Solving Word Problems Using Models
Can you use fraction models to solve word problems?
Goal:
Goal:
You have learned that there are multiple ways to tackle a problem. Every person’s brain will interpret a problem differently and come up with different models to help them solve it. Watch this video to learn how to use fraction models to solve a word problem that involves a mixed number.
Fraction Multiplication Word Problems
Heidi has been feeding her dog \(\mathbf{ 1\frac{1}{2} }\) cups of dog food each day. The vet recently told her that this was too much food for her small dog. The vet’s advice is to feed her dog \(\mathbf{ \frac{3}{4} }\) of the amount she has been feeding him. Following the vet’s advice, what amount of food should Heidi feed her dog?
Let’s reread the problem and annotate key numbers and look
for clue words.
(reread problem)
\(\mathsf{ 1\frac{1}{2} }\) is the amount that Heidi is currently feeding the dog. The vet wants her to feed the dog \(\mathsf{ \frac{3}{4} }\) of the \(\mathsf{ 1\frac{1}{2} }\) cups she is currently feeding. To find the amount of food Heidi should be feeding her dog, we need to find \(\mathsf{ \frac{3}{4} }\) of \(\mathsf{ 1\frac{1}{2} }\) . We know “of” translates to multiplication, so the multiplication expression is \(\mathsf{ \frac{3}{4} \times 1\frac{1}{2} }\).

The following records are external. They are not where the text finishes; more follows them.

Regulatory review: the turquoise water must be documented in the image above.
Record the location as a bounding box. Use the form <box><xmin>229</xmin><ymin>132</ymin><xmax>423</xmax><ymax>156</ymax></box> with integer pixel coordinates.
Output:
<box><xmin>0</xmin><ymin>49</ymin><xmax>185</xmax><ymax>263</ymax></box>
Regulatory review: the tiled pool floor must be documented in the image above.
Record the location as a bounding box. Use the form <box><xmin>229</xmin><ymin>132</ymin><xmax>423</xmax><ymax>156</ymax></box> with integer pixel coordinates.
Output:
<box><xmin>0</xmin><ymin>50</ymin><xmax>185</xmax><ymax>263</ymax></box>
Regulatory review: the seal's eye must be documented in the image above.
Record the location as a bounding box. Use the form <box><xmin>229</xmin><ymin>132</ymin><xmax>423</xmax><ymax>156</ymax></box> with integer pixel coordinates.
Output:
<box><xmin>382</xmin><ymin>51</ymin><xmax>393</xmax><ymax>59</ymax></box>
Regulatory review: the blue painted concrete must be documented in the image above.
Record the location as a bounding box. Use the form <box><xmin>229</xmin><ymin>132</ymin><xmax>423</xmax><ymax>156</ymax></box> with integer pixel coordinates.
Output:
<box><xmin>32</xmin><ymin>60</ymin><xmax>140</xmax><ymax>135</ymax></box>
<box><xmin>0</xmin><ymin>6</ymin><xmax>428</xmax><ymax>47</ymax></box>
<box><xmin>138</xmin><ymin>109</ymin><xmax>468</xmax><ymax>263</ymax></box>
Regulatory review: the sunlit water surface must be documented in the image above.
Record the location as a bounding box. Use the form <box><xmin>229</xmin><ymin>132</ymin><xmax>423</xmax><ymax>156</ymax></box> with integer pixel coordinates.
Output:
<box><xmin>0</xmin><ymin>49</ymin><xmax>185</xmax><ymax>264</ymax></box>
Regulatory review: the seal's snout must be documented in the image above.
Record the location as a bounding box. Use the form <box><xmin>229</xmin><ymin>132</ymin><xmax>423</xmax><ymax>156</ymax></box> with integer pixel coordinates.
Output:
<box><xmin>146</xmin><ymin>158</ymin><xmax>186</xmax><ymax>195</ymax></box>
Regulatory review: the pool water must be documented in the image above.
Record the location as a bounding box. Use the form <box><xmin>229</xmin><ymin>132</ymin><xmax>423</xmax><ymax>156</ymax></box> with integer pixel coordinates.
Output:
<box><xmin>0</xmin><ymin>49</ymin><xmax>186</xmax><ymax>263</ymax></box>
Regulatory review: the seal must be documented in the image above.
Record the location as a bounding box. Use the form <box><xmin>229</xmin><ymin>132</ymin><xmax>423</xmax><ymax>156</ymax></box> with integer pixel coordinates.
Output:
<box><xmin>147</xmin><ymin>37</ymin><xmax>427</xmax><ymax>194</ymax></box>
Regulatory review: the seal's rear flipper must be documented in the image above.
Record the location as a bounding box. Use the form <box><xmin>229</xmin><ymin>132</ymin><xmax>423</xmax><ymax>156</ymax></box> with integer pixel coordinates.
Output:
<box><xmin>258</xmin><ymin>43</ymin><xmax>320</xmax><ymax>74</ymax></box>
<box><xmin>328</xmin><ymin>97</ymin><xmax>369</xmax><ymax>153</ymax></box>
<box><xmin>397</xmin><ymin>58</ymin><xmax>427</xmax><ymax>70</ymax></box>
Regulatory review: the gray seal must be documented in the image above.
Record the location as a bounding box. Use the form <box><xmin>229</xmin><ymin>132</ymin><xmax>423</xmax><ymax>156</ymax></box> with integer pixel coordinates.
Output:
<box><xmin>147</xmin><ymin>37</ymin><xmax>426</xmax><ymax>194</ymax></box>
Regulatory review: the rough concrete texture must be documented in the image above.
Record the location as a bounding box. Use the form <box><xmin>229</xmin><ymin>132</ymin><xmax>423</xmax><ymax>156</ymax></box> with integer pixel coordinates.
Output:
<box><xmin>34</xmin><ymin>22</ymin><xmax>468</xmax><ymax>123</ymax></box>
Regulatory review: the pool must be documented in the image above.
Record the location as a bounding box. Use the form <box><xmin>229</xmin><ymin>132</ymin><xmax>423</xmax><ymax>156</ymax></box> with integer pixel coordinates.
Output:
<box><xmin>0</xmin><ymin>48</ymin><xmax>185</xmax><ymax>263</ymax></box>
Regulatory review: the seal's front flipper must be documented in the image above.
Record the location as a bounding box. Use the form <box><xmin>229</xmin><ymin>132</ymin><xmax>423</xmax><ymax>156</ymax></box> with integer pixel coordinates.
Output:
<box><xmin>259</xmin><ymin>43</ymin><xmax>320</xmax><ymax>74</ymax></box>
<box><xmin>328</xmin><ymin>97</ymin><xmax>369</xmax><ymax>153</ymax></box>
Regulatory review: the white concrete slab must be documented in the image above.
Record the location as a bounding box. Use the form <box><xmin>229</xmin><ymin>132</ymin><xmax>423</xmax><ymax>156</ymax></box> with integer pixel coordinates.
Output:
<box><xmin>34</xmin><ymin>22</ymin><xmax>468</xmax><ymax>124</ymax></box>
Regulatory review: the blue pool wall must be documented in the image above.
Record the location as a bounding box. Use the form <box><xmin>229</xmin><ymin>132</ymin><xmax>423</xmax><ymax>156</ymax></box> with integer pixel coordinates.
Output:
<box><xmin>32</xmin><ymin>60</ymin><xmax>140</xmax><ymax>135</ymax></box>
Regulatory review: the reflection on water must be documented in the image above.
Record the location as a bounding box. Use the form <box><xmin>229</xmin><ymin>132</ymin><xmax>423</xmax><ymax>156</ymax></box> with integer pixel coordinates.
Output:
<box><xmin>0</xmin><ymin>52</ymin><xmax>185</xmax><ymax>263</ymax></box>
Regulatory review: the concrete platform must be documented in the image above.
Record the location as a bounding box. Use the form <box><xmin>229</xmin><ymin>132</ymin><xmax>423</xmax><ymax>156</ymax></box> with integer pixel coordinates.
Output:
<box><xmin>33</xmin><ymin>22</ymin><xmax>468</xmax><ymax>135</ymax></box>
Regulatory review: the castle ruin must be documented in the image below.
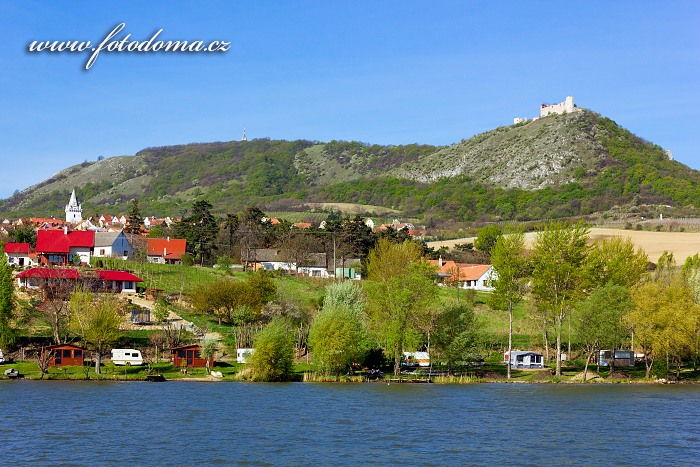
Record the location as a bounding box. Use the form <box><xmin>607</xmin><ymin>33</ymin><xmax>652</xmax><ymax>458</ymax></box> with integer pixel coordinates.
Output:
<box><xmin>513</xmin><ymin>96</ymin><xmax>580</xmax><ymax>125</ymax></box>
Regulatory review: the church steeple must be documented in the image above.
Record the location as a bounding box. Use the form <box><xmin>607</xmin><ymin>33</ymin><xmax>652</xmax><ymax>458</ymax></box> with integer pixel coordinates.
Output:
<box><xmin>66</xmin><ymin>188</ymin><xmax>83</xmax><ymax>224</ymax></box>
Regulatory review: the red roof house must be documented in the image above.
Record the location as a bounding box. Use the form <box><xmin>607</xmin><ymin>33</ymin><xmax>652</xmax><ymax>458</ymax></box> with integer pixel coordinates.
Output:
<box><xmin>5</xmin><ymin>243</ymin><xmax>29</xmax><ymax>255</ymax></box>
<box><xmin>36</xmin><ymin>228</ymin><xmax>95</xmax><ymax>266</ymax></box>
<box><xmin>428</xmin><ymin>259</ymin><xmax>498</xmax><ymax>291</ymax></box>
<box><xmin>170</xmin><ymin>344</ymin><xmax>214</xmax><ymax>368</ymax></box>
<box><xmin>5</xmin><ymin>243</ymin><xmax>34</xmax><ymax>267</ymax></box>
<box><xmin>16</xmin><ymin>268</ymin><xmax>143</xmax><ymax>293</ymax></box>
<box><xmin>146</xmin><ymin>237</ymin><xmax>187</xmax><ymax>264</ymax></box>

To solve this problem, we are going to use a model. Since we are finding \(\mathsf{ \frac{3}{4} }\) of \(\mathsf{ 1\frac{1}{2} }\) we will model \(\mathsf{ 1\frac{1}{2} }\) . \(\mathsf{ 1\frac{1}{2} }\) is between 1 and 2, so we will draw 2 wholes, break them into halves, and shade \(\mathsf{ 1\frac{1}{2} }\) . So we have 1 whole and \(\mathsf{ \frac{1}{2} }\) . Since we have two models, we will need to cut each of the models into fourths, find \(\mathsf{ \frac{3}{4} }\) of each model, and then combine. So, we take the whole, cut it into fourths horizontally, and shade 3 of the fourths. 1, 2, 3. The pieces that are double-shaded are \(\mathsf{ \frac{3}{4} }\) of the whole. There are 8 total pieces, and 6 of them are double-shaded. \(\mathsf{ \frac{3}{4} }\) of this whole is \(\mathsf{ \frac{6}{8} }\) . Now we go to \(\mathsf{ \frac{1}{2} }\) . We cut \(\mathsf{ \frac{1}{2} }\) horizontally into fourths, and shade \(\mathsf{ \frac{3}{4} }\) . 1, 2, 3. The parts that are double-shaded are \(\mathsf{ \frac{3}{4} }\) of this model. There are 8 total pieces, and 3 of them are double-shaded. \(\mathsf{ \frac{3}{4} }\) of the \(\mathsf{ \frac{1}{2} }\) is \(\mathsf{ \frac{3}{8} }\) .
Now we combine. \(\mathsf{ \frac{6}{8} + \frac{3}{8} = \frac{9}{8} }\) . \(\mathsf{ \frac{9}{8} }\) is an improper fraction, so we have to convert to a mixed number. 8 fits into 9 1 time, with 1 left over. \(\mathsf{ \frac{9}{8} }\) as a mixed number is \(\mathsf{ 1\frac{1}{8} }\) . Heidi should feed her dog \(\mathsf{ 1\frac{1}{8} }\) cups of dog food.
How do you use fraction models to solve problems that involve mixed numbers?